UNGASS 2008
12/06/08
Brasil afirma que países devem reconhecer direitos humanos de grupos mais vulneráveis à epidemia
Nova York – O Brasil defendeu que é dever dos governos de todos os países reconhecer os direitos humanos das populações mais vulneráveis à epidemia de aids, incluindo a promoção de mudanças nas legislações nacionais. “Somos todos portadores de direitos humanos e defendê-los é uma obrigação que deve de todos os estados, sem exceção”, disse a diretora do Programa Nacional de DST e Aids do Ministério da Saúde, Mariângela Simão, no painel “Os desafios de promover liderança e apoio político em países com epidemias concentradas”, durante o segundo dia da Sessão Especial da Assembléia Geral das Nações Unidas sobre HIV e Aids (UNGASS). O encontro, que termina nesta quarta-feira (11/6), em Nova York, nos Estados Unidos, reúne 3 mil delegados de governos e organizações da sociedade civil de 160 países, além de agências internacionais.

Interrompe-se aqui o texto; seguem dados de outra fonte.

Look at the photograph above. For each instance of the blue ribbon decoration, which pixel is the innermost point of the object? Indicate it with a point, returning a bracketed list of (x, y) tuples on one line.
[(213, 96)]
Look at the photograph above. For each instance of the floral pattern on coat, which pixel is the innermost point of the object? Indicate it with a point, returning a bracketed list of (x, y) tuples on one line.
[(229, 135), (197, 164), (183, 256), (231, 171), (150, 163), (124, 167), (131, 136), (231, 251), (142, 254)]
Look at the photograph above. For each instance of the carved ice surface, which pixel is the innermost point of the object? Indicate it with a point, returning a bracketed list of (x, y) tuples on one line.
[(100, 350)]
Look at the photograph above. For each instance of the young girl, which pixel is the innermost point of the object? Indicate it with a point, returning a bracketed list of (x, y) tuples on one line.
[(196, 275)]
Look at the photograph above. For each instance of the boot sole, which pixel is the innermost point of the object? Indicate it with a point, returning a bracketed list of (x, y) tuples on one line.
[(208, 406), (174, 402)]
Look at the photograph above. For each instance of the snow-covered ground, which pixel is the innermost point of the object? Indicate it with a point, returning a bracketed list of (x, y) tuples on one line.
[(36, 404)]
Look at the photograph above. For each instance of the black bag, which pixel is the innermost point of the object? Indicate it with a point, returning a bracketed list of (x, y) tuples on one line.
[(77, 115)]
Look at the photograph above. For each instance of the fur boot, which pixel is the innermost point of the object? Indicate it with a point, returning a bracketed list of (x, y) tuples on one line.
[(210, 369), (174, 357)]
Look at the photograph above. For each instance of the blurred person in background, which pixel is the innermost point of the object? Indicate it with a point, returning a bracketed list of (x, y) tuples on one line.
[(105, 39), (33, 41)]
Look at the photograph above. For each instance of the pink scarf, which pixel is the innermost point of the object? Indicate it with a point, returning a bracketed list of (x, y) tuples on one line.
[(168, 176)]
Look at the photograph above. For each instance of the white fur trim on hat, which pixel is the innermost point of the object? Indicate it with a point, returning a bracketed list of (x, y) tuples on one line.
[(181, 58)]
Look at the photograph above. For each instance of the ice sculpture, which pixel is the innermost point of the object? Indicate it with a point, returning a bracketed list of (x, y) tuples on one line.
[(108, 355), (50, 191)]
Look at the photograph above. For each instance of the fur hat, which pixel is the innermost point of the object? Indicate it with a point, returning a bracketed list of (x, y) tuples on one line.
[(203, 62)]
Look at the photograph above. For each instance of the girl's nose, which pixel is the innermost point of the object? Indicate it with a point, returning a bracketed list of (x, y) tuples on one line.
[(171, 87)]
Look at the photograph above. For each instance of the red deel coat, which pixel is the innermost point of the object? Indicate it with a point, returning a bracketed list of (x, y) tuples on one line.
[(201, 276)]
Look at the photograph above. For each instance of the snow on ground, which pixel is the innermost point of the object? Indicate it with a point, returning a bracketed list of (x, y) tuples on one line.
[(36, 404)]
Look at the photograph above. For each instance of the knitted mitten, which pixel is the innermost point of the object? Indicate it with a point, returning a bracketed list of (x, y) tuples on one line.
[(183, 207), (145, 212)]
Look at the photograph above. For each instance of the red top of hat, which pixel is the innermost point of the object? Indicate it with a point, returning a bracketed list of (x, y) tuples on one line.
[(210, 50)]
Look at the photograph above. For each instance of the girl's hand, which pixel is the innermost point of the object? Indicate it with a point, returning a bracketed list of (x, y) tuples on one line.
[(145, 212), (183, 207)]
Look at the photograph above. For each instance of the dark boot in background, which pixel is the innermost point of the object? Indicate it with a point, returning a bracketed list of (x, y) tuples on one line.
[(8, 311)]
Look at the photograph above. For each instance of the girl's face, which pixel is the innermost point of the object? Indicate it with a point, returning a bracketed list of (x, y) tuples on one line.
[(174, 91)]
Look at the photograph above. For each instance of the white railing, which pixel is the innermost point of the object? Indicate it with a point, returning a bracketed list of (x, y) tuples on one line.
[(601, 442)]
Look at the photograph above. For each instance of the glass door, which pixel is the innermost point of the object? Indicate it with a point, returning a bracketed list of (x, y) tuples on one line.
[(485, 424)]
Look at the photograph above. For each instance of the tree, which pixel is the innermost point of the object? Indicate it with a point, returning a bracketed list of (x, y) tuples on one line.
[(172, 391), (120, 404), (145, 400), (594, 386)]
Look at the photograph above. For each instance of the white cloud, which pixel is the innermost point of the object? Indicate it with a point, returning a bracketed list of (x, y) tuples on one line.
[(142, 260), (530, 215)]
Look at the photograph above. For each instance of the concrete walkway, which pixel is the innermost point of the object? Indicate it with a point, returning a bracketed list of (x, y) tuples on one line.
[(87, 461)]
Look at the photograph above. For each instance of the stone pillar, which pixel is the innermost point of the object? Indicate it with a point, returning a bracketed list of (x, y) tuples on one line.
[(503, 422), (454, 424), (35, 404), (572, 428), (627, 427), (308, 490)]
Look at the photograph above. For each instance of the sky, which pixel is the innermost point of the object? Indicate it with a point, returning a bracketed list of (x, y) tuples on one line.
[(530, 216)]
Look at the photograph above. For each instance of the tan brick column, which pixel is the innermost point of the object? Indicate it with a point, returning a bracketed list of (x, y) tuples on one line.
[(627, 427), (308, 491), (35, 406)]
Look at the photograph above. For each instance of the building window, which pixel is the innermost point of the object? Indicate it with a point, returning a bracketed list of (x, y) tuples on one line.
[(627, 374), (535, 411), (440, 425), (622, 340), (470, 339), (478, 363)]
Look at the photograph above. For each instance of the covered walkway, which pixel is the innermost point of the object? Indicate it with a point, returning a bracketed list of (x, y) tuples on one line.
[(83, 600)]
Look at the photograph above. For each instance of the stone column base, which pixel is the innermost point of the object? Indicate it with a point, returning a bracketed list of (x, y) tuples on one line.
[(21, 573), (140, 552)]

“Em relação à aids, essa questão [o reconhecimento e a defesa dos direitos humanos] diz respeito, sobretudo, às populações mais vulneráveis ao HIV, como gays, outros homens que fazem sexo com homens, bissexuais, travestis, prostitutas, usuários de drogas e as pessoas que vivem com o vírus. São eles os mais afetados pelo estigma e pela discriminação”, disse Mariângela Simão, que destacou a realização da primeira Conferência Nacional para Gays, Lésbicas, Bissexuais e Transgêneros, finalizada no último dia 8 de junho, em Brasília. “O que se defende para esta e outras populações são direitos iguais”. Comentando o posicionamento de uma representante dos Estados Unidos sobre a ênfase da política mundial no tratamento de crianças com aids, Mariângela reconheceu a importância de tratar crianças infectadas pelo HIV, mas advertiu que é preciso, fundamentalmente, aumentar o acesso a tratamento para mulheres de todas idades que sejam portadoras do vírus da aids. “Isso inclui as mulheres de grupos mais vulneráveis à epidemia, como prostitutas e mulheres vítimas de violência. Sem tratamento adequado para as mulheres, nunca poderemos evitar a transmissão [do HIV] da mãe para criança”.
Integralidade – À tarde, no debate geral de representantes de estados, a ministra Nilcéa Freire, da Secretaria Especial da Presidência da República de Políticas para Mulheres, reafirmou a integralidade da resposta brasileira à epidemia, que inclui promoção da saúde, prevenção, assistência e tratamento, no âmbito do Sistema Único de Saúde. “Nossa resposta provou ser sustentável, renovável e alinhada à dinâmica social e epidemiológica da aids, por meio de ações que buscam ampliar a prevenção de novas infecções e prover assistência integral e universal às pessoas que vivem com HIV e aids”.
A ministra destacou, ainda, que somente 30% dos pacientes que necessitam de tratamento, no mundo, têm acesso aos medicamentos anti-retrovirais e insumos laboratoriais, de acordo com a Organização Mundial de Saúde (OMS) e o Programa Conjunto das Nações Unidas sobre HIV e Aids (UNAIDS). “Uma das ações tomadas pelo Brasil para assegurar o acesso universal ao tratamento foi a decretação de licença compulsória de um anti-retroviral, em 2007, permitindo ao governo comprar versão genérica da droga. Cada dólar dos 30 milhões economizados é crucial para salvar mais vidas no Brasil e em outras partes do mundo”. Leia a íntegra do discurso abaixo.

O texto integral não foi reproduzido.